Bunun nedeni üzerine biraz kafa yorunca, okunan hutbe ile vatandaşın gündeminin farklı olduğu, bu sebeple ortak paydada buluşamamasının önemli bir nokta olabileceği kanısındayım. Hutbe haftalık olması itibariyle güncel olan mevzularda ve İslam/müslümanlar ile yakından alakalı konularda müslümanın duracağı yeri belirlemesinde yol gösterebilmeli. Burada siyasetin işin içine girme riski elbette yok sayamayız. Ancak doğru karar verebilme ve "sınırın içinde kalma" mevzu tamamen hatibin/vaizin vicdanına kalmıştır. Hatibin/vaizin hesabını verebileceği şeyleri söyleyeceği ön kabulü ile devam edelim. Örneğin geçen hafataların birinde, Müslümanların gündemini meşgul eden İslamafobya ve Avrupa'daki camiilere saldırılar had safhada iken, o hafta cumada verilen hutbenin mevzuu "özgürlük" idi. (Hutbe Burada).Özgürlük mevzuu çok su götüren bir konu ve müslümanın bu konuda nasıl "sınırı aşmaması" gerektiğini bilmesi mühim. Mesele bu değil. Mesele hutbenin müslümanın güncesini meşgul eden bir konuda kendini nasıl şekildirmesi, nerede durması gerektiği hususunda diyanetin önderlik edememesi. İslamafobyanın akademik ve entellektüel çerçevede tartışılması elbette sürer ve sürmeli, ancak ortalama bir müslümanın bu mevzuda "bunlar batının oyunu" demekten daha fazlasını söyleyebilmesi ve ortak bir bilince sahip olması gerekmez mi? Örneğin her hafta cumaya giden, buna ek olarak basın yayını takib eden biri, İslamafobyanın batıda yükseldiği ve bunun böyle olmaması gerektiğinin dışında duyduğu birşey yok.
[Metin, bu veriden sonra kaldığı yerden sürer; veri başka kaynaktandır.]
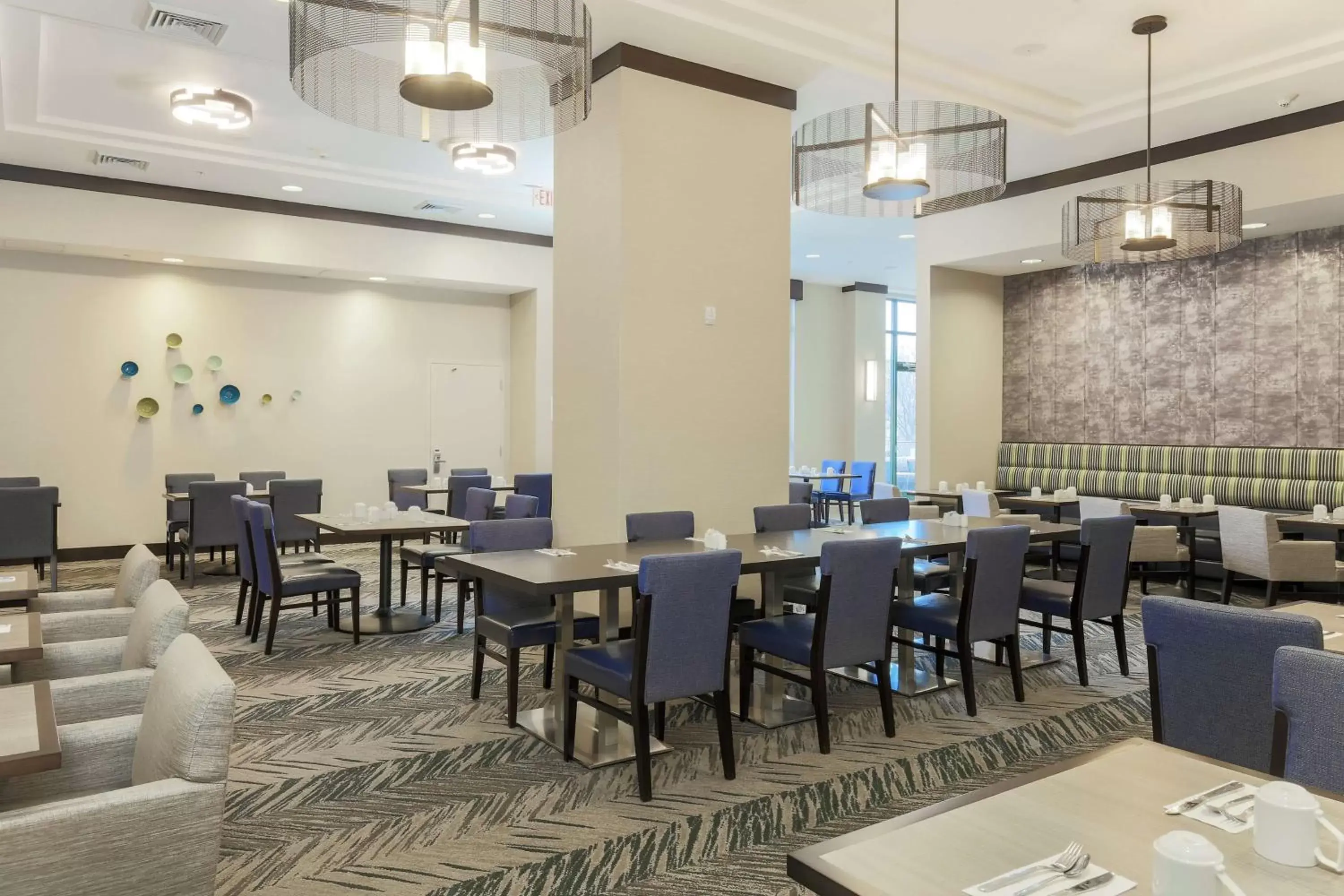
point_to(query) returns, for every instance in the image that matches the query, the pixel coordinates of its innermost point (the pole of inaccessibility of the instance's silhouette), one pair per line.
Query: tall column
(672, 199)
Böyle olunca temel oluşamıyor ve ortak bilinç malesef eksik kalıyor.
Ortak bilinç oluşturulamaz ise Charlie Hebdo saldırısı sonrası olduğu gibi müslümanları zan altına bırakan, müslüman kimliği ile bilinen toplum önündeki insanların müslümanlığa laf etmesinin önüne geçemezsin.
Diyanetin son demde yaptığı güzel çalışmaları takdir etmemek insafsızlıktır. Aynı başarının hutbe konusunda da gösterilmesi lazım deriz.
Vesselam
12/01/2015
Hutbe mevzuunda bir anım hatırıma geldi:
Yıllar önce memlekette sela üzerine bir tartışmadır sürüyor idi. Civar köylerde vefat eden vatandaşın ilçe merkezinde selasının (merkezi sistem marifetiyle) verilmesine (vice versa da olabilir) bir grup vatandaş tepki göstermiş, ilçe müftisi bu durumu haklı bulup selayı okutmamış. O haftanın Cumasında, müfti efendi durumu cemmate izah etmek için kürsiye çıktığında cami cemaati ile müfti efendi arasında aksiyon dolu bir tartışma çıkmışti ki Maraş'ın neden kahraman olduğunu o gün anlamıştım. Hey gidi günler. Ancak burada da akılda kalan hutbenin mahiyeti değil, yaşanan olay.